Completion Time     object
Details             object
Paid In            float64
Withdrawn          float64
dtype: object

In [None]:
statement.head()

Unnamed: 0,Completion Time,Details,Paid In,Withdrawn
0,7/31/2021 10:02,Pay Bill Charge,,23.0
1,7/31/2021 10:02,KPLC PREPAID Acc. 54602085521,,150.0
2,7/30/2021 17:15,BUMA LOGISTICS LIMITED4,,120.0
3,7/30/2021 17:13,Customer Transfer of Funds Charge,,22.0
4,7/30/2021 17:13,STANLEY KOSKEI,,1350.0


In [None]:
#Fill out the blank spaces with zeros
statement.fillna(0, inplace = True)

In [None]:
statement.tail()

Unnamed: 0,Completion Time,Details,Paid In,Withdrawn
127,7/2/2021 15:23,kelvin kinyanjui\nmwaura,0.0,4100.0
128,7/2/2021 15:18,ANTHONY\nMWIRIGI,8300.0,0.0
129,7/1/2021 19:15,Customer Transfer of Funds Charge,0.0,55.0
130,7/1/2021 19:15,CHARLES\nMAKAMA KAMAU,0.0,5000.0
131,7/1/2021 13:19,Equity Bulk Account\nvia API. Original convers...,21000.0,0.0


The first question is the total withdrawal vs total paid in

In [None]:
total_withdrawals = statement.Withdrawn.sum()
total_recieved = statement['Paid In'].sum()
summary = {'Total Withdrawals': [total_withdrawals], 'Total Paid In': [total_recieved]}
withdrawalsVSrecieved = pd.DataFrame(summary)
withdrawalsVSrecieved

Unnamed: 0,Total Withdrawals,Total Paid In
0,76994.0,78950.0


First we need to make sure the completion time column has the the object type as date

In [None]:
statement['Completion Time'] = pd.to_datetime(statement['Completion Time'])

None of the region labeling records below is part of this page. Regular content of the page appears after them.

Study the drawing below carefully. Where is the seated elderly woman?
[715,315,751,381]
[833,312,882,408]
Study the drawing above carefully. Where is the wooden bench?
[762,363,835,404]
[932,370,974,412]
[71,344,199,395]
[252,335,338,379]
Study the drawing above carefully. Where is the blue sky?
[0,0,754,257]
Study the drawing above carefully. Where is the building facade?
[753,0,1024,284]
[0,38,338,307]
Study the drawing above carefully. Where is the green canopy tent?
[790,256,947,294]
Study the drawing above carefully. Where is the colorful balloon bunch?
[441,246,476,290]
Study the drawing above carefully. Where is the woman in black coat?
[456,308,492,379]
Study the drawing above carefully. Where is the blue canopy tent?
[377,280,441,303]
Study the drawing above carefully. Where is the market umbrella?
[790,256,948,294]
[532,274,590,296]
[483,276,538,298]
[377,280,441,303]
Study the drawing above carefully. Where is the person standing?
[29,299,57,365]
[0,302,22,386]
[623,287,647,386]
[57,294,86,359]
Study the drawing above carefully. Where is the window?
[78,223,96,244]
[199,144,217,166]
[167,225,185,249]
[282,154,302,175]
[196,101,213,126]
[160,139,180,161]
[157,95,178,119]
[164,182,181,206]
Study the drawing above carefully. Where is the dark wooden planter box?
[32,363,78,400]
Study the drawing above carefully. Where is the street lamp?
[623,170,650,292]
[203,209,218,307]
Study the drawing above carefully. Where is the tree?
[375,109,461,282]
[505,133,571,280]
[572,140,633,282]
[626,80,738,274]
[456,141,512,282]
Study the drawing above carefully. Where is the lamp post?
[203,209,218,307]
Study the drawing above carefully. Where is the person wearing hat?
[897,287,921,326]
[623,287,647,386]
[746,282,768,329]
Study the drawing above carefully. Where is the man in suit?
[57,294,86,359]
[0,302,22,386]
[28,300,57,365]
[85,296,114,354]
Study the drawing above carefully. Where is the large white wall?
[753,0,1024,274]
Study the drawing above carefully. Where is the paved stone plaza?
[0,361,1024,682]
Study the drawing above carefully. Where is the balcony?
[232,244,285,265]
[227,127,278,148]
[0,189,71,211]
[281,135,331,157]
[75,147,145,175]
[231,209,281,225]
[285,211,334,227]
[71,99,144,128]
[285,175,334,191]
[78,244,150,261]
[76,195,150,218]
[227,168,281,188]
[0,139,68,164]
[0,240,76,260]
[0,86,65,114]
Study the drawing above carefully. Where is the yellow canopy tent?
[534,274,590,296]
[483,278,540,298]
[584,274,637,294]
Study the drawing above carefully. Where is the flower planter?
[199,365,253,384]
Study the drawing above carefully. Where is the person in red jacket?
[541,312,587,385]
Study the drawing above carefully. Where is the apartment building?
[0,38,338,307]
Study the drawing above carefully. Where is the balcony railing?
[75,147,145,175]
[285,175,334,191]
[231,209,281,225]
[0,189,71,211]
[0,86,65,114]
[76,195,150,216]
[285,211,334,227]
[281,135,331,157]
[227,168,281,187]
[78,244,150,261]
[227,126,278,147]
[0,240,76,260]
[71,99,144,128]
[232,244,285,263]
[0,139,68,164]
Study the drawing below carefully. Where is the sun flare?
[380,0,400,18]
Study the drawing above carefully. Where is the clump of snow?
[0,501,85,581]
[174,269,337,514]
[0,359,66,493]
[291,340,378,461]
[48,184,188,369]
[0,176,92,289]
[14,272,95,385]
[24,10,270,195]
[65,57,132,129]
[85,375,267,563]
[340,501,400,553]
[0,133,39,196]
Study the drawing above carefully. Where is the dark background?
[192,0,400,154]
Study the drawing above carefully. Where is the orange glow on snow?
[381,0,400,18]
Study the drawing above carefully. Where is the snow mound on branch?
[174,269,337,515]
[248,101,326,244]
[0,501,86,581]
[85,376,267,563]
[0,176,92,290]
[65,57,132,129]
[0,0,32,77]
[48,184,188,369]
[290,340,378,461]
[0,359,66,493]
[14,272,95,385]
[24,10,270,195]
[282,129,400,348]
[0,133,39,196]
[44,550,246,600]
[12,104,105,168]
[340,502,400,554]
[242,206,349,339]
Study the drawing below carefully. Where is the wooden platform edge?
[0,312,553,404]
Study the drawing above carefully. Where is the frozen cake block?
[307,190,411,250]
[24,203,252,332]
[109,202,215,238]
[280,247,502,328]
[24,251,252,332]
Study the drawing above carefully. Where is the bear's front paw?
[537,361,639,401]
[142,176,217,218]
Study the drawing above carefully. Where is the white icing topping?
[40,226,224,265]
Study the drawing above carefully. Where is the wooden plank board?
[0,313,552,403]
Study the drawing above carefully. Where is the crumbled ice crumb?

We can group the table on dates and get the sum of the totals per day. But first, we have to extract the date part.

In [None]:
statement['Date'] = statement['Completion Time'].dt.date

In [None]:
transactions_per_day = statement['Completion Time'].dt.date.value_counts()

In [None]:
day_with_most_transactions = transactions_per_day.idxmax()
most_transactions_count = transactions_per_day.max()
print(f"The day with the most transactions is {day_with_most_transactions} with {most_transactions_count} transactions.")

The day with the most transactions is 2021-07-11 with 10 transactions.


In [None]:
daily = statement.groupby('Date').sum()
daily.head()

  daily = statement.groupby('Date').sum()


Unnamed: 0_level_0,Paid In,Withdrawn
Date,Unnamed: 1_level_1,Unnamed: 2_level_1
2021-07-01,21000.0,5055.0
2021-07-02,8300.0,4155.0
2021-07-03,7200.0,18874.0
2021-07-04,0.0,3874.0
2021-07-05,1300.0,2482.0


In [None]:
highest_transaction_paidin = daily['Paid In'].max()
max_paidin_transaction = daily['Paid In'].idxmax()
max_paidin_transaction_date = max_paidin_transaction.strftime('%Y-%m-%d')
print(f"{max_paidin_transaction_date} recorded the highest transaction of {highest_transaction_paidin} as Paid In Amount.")

2021-07-01 recorded the highest transaction of 21000.0 as Paid In Amount.


In [None]:
highest_transaction_Withdrawal = daily['Withdrawn'].max()
max_withdrawn_transaction = daily['Withdrawn'].idxmax()
max_withdrawn_transaction_date = max_withdrawn_transaction.strftime('%Y-%m-%d')
print(f"{max_withdrawn_transaction_date} recorded the highest transaction of {highest_transaction_Withdrawal} as Withdrawal Amount.")

2021-07-03 recorded the highest transaction of 18874.0 as Withdrawal Amount.